In my computer trading system, weekly chart sell signals were triggered last week in key stocks like Adobe (ADBE), Coca Cola (KO), McDonalds (MCD), Oracle (ORCL), and Yum Brands (YUM). However, new found strength in the energy sector helped the broader market indices to record high ground.

Oracle (ORCL) Weekly Chart with Computer-generated Buy & Sell Signals


So where do we go from here?

The Federal Reserve meets this coming week to discuss significant potential changes to its monetary policy. It is now widely believed that the Fed will begin to unwind its massive balance sheet immediately ahead. And the Fed may even telegraph another interest rate hike between now and year end! While tighter monetary policies are normally considered a negative for the stock market, investors don't seem to believe the steady stream of recent hawkish rhetoric from Fed officials ahead of this week's key meeting.

Massive hurricane damage throughout the South over the last several weeks is being viewed as bullish for stocks as reconstruction funds provide much needed "fiscal stimulus" for the economy. While 3rd quarter GDP results may take a minor hit as a result of this hurricane damage, it is widely believed that a rebound in GDP will soon follow in the 4th quarter and early next year as fiscal stimulus takes hold.
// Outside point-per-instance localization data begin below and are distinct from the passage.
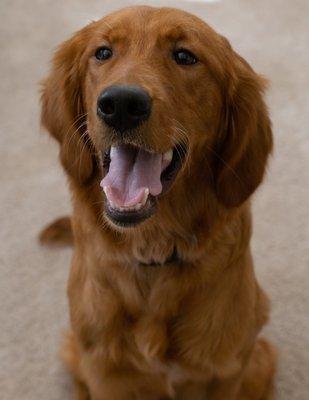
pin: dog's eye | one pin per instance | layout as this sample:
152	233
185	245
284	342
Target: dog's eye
103	53
184	57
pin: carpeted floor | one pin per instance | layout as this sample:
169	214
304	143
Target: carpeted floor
273	36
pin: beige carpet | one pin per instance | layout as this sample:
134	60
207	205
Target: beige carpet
273	36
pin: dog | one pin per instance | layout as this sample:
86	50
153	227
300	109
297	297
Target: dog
164	136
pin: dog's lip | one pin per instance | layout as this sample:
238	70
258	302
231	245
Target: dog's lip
128	217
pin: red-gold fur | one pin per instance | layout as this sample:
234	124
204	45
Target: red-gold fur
181	331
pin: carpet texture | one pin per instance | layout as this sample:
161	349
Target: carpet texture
273	36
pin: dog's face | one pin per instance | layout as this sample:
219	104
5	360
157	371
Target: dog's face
156	93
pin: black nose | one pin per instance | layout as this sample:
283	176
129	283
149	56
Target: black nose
124	107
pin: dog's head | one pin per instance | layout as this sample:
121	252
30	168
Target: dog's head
157	102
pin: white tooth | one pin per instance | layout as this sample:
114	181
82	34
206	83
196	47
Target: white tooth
144	199
112	152
168	156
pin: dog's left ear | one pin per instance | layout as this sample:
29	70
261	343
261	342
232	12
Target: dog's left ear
63	112
245	139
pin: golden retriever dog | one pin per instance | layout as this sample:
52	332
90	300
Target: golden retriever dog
164	136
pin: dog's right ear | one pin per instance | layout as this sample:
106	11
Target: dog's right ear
63	113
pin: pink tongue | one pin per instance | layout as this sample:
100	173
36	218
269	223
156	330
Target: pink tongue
131	172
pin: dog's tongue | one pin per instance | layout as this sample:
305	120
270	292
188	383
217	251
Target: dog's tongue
133	173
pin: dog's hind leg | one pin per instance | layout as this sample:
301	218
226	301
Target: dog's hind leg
258	382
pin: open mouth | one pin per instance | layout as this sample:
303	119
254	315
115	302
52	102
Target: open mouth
134	178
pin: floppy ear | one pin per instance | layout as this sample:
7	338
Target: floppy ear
63	112
246	137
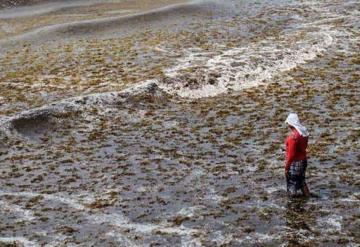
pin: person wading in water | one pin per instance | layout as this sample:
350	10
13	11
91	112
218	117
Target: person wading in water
296	160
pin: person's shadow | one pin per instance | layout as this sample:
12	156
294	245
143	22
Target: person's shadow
298	221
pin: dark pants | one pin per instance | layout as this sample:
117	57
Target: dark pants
296	177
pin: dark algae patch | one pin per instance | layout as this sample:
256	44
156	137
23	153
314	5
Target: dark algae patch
99	166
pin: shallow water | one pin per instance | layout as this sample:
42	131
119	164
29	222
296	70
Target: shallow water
163	163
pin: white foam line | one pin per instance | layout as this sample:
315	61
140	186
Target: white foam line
115	219
25	214
251	73
61	198
59	106
24	241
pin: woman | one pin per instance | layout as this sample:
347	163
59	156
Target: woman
296	160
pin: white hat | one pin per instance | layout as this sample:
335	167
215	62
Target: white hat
294	121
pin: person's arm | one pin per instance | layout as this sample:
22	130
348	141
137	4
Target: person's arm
290	152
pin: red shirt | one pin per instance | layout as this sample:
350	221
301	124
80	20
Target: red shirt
295	148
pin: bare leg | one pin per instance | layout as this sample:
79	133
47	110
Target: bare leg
305	190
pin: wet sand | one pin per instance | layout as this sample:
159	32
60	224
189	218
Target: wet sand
172	133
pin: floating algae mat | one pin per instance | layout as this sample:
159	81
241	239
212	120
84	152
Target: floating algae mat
164	125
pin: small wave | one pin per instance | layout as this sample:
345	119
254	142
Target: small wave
242	67
34	121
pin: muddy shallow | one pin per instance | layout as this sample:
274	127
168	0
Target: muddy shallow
148	167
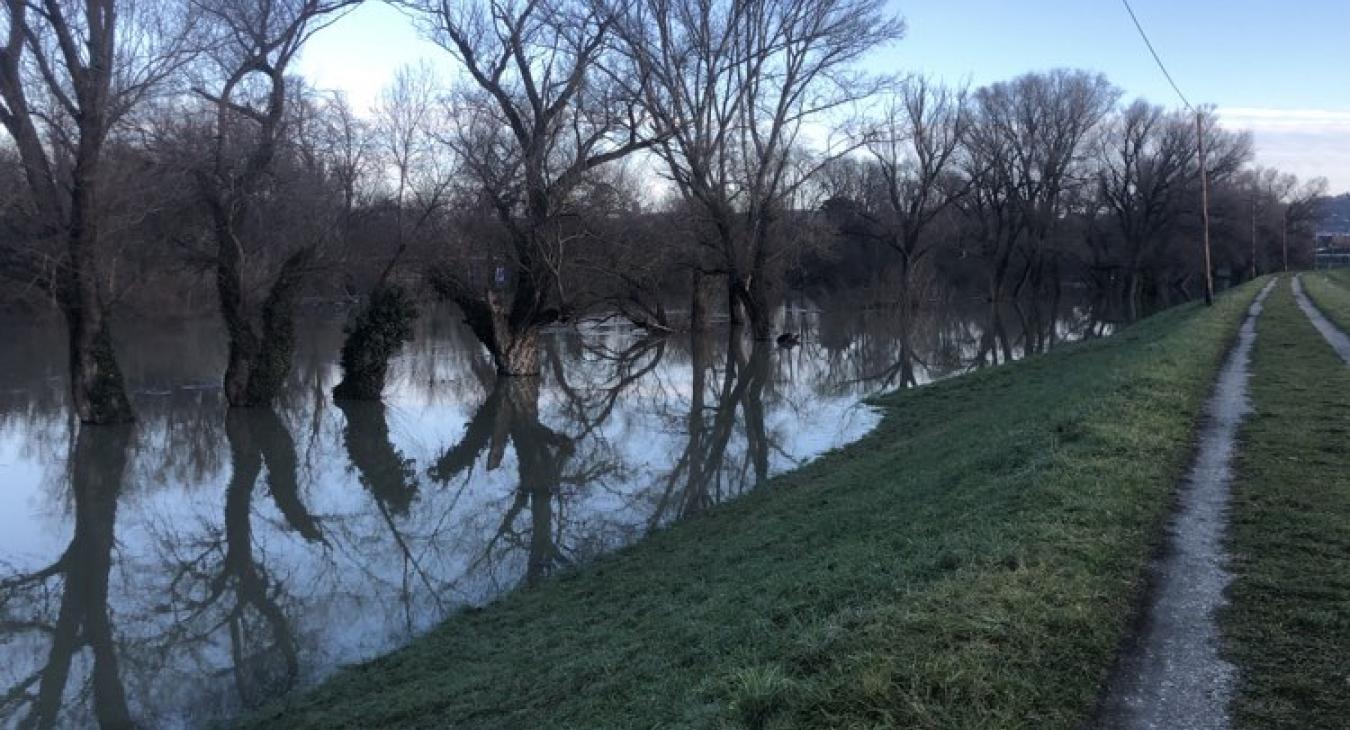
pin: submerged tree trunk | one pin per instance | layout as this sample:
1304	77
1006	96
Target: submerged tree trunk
96	383
261	346
698	304
374	335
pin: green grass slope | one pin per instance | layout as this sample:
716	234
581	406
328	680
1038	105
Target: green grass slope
1288	626
974	563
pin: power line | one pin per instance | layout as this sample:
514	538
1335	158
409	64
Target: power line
1158	60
So what's not to like? Here are three potential negatives for stock prices:

1. Three major global central banks appear poised to tighten monetary policy immediately ahead (the U.S., the UK, and the ECB).
2. Corporate share buybacks are significantly lower this year, down about 20% from last year
3. According to the latest weekly report from the American Association of Individual Investors (AAII), investor allocations to stocks are near a record high while cash reserves are near a record low (see chart)

Latest AAII Weekly Survey






An interesting story is beginning to get more attention in the media. There appears to be evidence of vote tampering in several key swing states in the last Presidential election when Donald Trump won a surprise victory over Hillary Clinton. Influential former Vermont Governor Howard Dean thinks there may actually be credibility to the story that votes were "flipped" in major key Democratic strongholds like Milwaukee and Detroit. Since Donald Trump won Wisconsin and Michigan by the slimmest of margins, potential vote tampering could easily have changed the electoral results in those two key swings. Voter result irregularities are now being investigated, and the early evidence of potential hacking into electronic voting machines is compelling, at least on a statistical basis. For your review, I have listed three URL's that highlight some of the early investigations into this issue. Could Hillary Clinton have actually had the Presidential Election stolen from her? Was the "system actually rigged" as Donald Trump claimed it was almost every day from the moment he entered the Presidential race in June 2015?

www.unhackthevote.com/

www.votesleuth.org/

www.bluedotdaily.com/howard-dean-evidence-suggests-russia-falsified-votes-for-trump-victory/

My own view is that the "Russian Connection" to the Trump Administration will soon become as dominant an issue on Wall Street as it is now on Main Street. Special Prosecutor Robert Mueller's investigation of Russia's interference in our November 2016 National Election appears to be moving forward rather quickly now, and investors should not be surprised to see actual indictments handed down before the end of this year! Investors hoping for major tax reform (tax cuts) before year-end 2017 are likely to be disappointed, despite recent positive comments on this issue from Treasury Secretary Mnuchin.

Bottom Line: A major stock market correction is long overdue! While equity prices could easily retreat on the basis of valuations alone, my educated guess right now is that a "black swan" event or a surprisingly hawkish Fed proclamation will serve as the catalyst for the next market decline. President Trump is scheduled to speak before the United Nations this coming Tuesday. I personally doubt that President Trump will be the picture of diplomacy in his UN speech which will almost certainly address the ongoing crisis on the Korean Peninsula.